The failure of the original Zionist strategy has led the Israeli government to call up thousands of soldiers of the reserve and attempt a full-scale invasion of the country by ground troops. The implications of such a move are clear: Northern Command Chief Maj.-Gen. Udi Adam stated explicitly that Israelis should “stop counting the dead,” adding for good measure that “civilians will be killed too.” But for all the bombast and macho-talk, the unusually high casualties ratio of the ground warfare with Hizballah (almost 1:1, whereas in the territories there are usually dozens of Palestinian fighters for every soldier killed) is a serious worry for the Israeli military and government, which are not at all sure that the Israeli population will be willing to back such bloodletting for long. To repeat what we already said in the previous declaration of the CRCI: “What the Zionists didn’t count upon—used as they were to kill basically defenseless Palestinian guerrillas—is that this time they were facing an organization which was armed during the last decade by Iran, and which therefore was able to retaliate to the Israeli attacks, however disproportionate the military forces.”

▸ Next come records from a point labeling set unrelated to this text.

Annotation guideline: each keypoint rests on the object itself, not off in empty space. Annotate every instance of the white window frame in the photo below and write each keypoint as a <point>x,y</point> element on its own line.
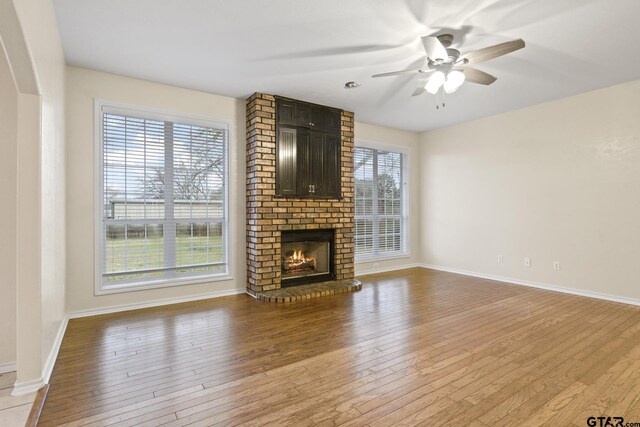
<point>405,194</point>
<point>102,106</point>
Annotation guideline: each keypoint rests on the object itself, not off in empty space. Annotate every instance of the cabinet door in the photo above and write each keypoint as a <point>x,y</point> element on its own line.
<point>332,122</point>
<point>286,162</point>
<point>303,114</point>
<point>331,166</point>
<point>304,178</point>
<point>316,159</point>
<point>286,112</point>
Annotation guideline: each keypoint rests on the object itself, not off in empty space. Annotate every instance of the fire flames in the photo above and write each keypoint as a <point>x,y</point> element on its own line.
<point>298,262</point>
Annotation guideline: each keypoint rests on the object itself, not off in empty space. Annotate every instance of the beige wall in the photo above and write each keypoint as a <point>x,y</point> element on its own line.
<point>29,26</point>
<point>8,200</point>
<point>378,135</point>
<point>559,181</point>
<point>83,86</point>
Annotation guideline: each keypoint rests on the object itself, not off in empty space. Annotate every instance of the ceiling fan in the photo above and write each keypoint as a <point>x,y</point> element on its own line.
<point>446,68</point>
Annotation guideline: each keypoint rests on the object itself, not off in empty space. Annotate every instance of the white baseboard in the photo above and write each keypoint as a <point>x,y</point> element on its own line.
<point>34,385</point>
<point>53,354</point>
<point>385,269</point>
<point>7,367</point>
<point>154,303</point>
<point>572,291</point>
<point>26,387</point>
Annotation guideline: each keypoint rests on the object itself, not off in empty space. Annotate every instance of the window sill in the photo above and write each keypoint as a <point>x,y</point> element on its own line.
<point>159,284</point>
<point>376,258</point>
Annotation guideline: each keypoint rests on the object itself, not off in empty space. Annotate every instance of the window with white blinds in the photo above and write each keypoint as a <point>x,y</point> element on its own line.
<point>381,203</point>
<point>164,199</point>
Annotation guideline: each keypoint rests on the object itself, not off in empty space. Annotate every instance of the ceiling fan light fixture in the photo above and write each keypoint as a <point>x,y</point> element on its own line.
<point>454,80</point>
<point>436,80</point>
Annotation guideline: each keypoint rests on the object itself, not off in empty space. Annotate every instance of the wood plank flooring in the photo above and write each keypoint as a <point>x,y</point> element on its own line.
<point>414,347</point>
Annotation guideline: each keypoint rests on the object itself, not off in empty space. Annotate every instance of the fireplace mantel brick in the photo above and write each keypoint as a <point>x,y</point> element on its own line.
<point>268,215</point>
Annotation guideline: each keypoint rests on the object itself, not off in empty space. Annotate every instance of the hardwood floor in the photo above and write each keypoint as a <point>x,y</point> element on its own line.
<point>414,347</point>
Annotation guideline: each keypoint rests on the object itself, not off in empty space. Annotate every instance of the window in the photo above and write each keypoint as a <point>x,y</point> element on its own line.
<point>164,200</point>
<point>381,203</point>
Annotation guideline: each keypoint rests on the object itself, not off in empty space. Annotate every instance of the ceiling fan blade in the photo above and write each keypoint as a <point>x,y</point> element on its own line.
<point>434,48</point>
<point>491,52</point>
<point>476,76</point>
<point>422,81</point>
<point>397,73</point>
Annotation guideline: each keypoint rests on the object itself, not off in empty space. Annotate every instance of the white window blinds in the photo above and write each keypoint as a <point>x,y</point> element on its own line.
<point>164,194</point>
<point>381,203</point>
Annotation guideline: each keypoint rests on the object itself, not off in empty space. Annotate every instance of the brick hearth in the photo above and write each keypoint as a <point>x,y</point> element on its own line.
<point>268,215</point>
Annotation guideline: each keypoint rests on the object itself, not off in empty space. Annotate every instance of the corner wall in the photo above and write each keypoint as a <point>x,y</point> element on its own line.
<point>8,214</point>
<point>559,181</point>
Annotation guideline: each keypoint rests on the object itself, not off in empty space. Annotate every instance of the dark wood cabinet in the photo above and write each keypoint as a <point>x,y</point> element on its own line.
<point>307,150</point>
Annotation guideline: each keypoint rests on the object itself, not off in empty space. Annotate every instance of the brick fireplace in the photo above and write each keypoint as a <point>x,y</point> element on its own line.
<point>268,216</point>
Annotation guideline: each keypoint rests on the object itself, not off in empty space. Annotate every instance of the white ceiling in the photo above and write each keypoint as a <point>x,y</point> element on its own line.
<point>308,49</point>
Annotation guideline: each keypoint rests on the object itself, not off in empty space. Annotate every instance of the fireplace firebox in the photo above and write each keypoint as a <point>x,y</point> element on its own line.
<point>307,257</point>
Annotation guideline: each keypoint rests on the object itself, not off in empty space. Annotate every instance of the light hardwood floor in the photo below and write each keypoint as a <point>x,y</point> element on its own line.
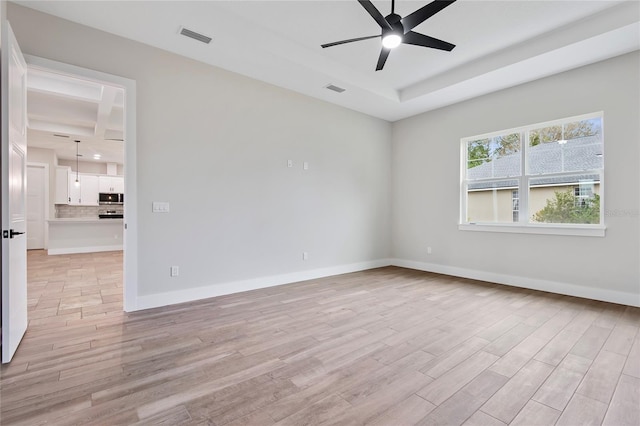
<point>389,346</point>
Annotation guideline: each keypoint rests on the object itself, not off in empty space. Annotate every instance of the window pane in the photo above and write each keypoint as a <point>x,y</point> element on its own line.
<point>567,147</point>
<point>494,157</point>
<point>491,201</point>
<point>565,199</point>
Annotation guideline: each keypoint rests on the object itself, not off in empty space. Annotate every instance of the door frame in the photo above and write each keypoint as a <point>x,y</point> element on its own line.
<point>44,166</point>
<point>130,233</point>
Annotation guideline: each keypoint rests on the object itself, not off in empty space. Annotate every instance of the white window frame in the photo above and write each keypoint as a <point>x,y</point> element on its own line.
<point>524,226</point>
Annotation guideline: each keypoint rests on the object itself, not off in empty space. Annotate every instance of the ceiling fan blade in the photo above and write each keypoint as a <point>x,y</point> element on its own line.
<point>351,40</point>
<point>418,39</point>
<point>384,54</point>
<point>411,21</point>
<point>375,14</point>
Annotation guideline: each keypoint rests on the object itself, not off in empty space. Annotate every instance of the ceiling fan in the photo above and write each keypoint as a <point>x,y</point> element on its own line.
<point>397,30</point>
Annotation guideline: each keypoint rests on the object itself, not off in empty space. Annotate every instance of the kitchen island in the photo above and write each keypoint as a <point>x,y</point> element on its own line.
<point>84,235</point>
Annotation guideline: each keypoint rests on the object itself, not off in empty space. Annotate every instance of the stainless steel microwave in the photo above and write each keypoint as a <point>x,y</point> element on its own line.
<point>110,198</point>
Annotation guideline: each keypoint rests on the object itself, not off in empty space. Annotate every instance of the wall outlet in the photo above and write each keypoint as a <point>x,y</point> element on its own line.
<point>160,207</point>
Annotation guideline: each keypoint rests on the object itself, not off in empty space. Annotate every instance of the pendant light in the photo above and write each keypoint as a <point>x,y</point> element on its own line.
<point>77,183</point>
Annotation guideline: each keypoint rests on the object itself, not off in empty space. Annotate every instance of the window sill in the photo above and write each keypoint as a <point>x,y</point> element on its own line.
<point>546,229</point>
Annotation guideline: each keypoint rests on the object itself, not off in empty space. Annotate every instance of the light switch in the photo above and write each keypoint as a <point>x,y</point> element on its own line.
<point>160,207</point>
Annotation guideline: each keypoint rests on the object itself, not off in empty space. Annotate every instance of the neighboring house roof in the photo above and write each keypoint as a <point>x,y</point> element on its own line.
<point>578,155</point>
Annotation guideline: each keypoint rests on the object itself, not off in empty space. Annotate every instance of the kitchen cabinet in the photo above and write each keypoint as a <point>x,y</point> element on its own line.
<point>87,193</point>
<point>62,185</point>
<point>112,184</point>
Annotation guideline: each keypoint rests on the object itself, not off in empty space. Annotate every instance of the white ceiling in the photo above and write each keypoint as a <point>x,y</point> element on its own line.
<point>63,109</point>
<point>499,44</point>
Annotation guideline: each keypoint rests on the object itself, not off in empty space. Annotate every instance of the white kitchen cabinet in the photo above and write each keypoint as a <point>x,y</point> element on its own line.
<point>87,193</point>
<point>62,185</point>
<point>112,184</point>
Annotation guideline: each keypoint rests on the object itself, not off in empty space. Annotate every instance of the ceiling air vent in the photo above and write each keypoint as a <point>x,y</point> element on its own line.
<point>194,35</point>
<point>335,88</point>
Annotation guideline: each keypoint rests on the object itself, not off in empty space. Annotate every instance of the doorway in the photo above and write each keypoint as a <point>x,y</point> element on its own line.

Lebanon: The Zionist Vietnam
The three Israeli TV channels are actually a single propaganda outlet of the army, but even in that dunghill one can dig up interesting information. For instance, the Israeli general how boasted that Israel had driven Lebanon back 50 years—much like US Air Force chief of staff Curtis LeMay, who during the Vietnam War said: “We’re going to bomb them back into the Stone Age. And we would shove them back into the Stone Age with Air power or Naval power—not with ground forces.” (General Curtis E. LeMay, Mission with LeMay: My Story, Garden City, N.Y., Doubleday, 1965, p. 565.)
In the same vein, the Israeli military correspondents report that the Israeli forces are facing a tough guerrilla resistance hiding in bunkers and caves “like the Americans in Vietnam.” Again, they don’t see any moral problem with the analogy, since, paraphrasing Terence, they all feel that nothing imperialist is alien to them. Let us recall that anything between two and three million Vietnamese and 56,000 to 60,000 Americans were killed in Vietnam during the years 1963-1975 (an additional 500,000 Vietnamese and 75,000 French had been killed in 1945-1954) and that the tonnage of bombs dropped by the US on North Vietnam exceeded that in all the theaters during World War II.
But perhaps the most grotesque character was the military analyst who explained why the fighting was so hard: “We mustn’t forget that we are facing a terrorist organization with a yearly budget of 100 million dollars”—which is quite embarrassing considering that Israel gets 30 times that sum yearly from the US, not counting the huge local military budget, estimated at $9.45 billion by the CIA in 2005.
In sum, several thousand determined guerrilla fighters, with a small military budget and a modest supply of weapons from a Third World country (Iran, and perhaps, Syria as well) are beating a monstrous military apparatus built up by imperialism for decades. It’s Vietnam all over again—terrible suffering for the Lebanese people and also, to a much lesser degree, for the Israeli civilians, but good news for the anti-imperialist fighters all over the world.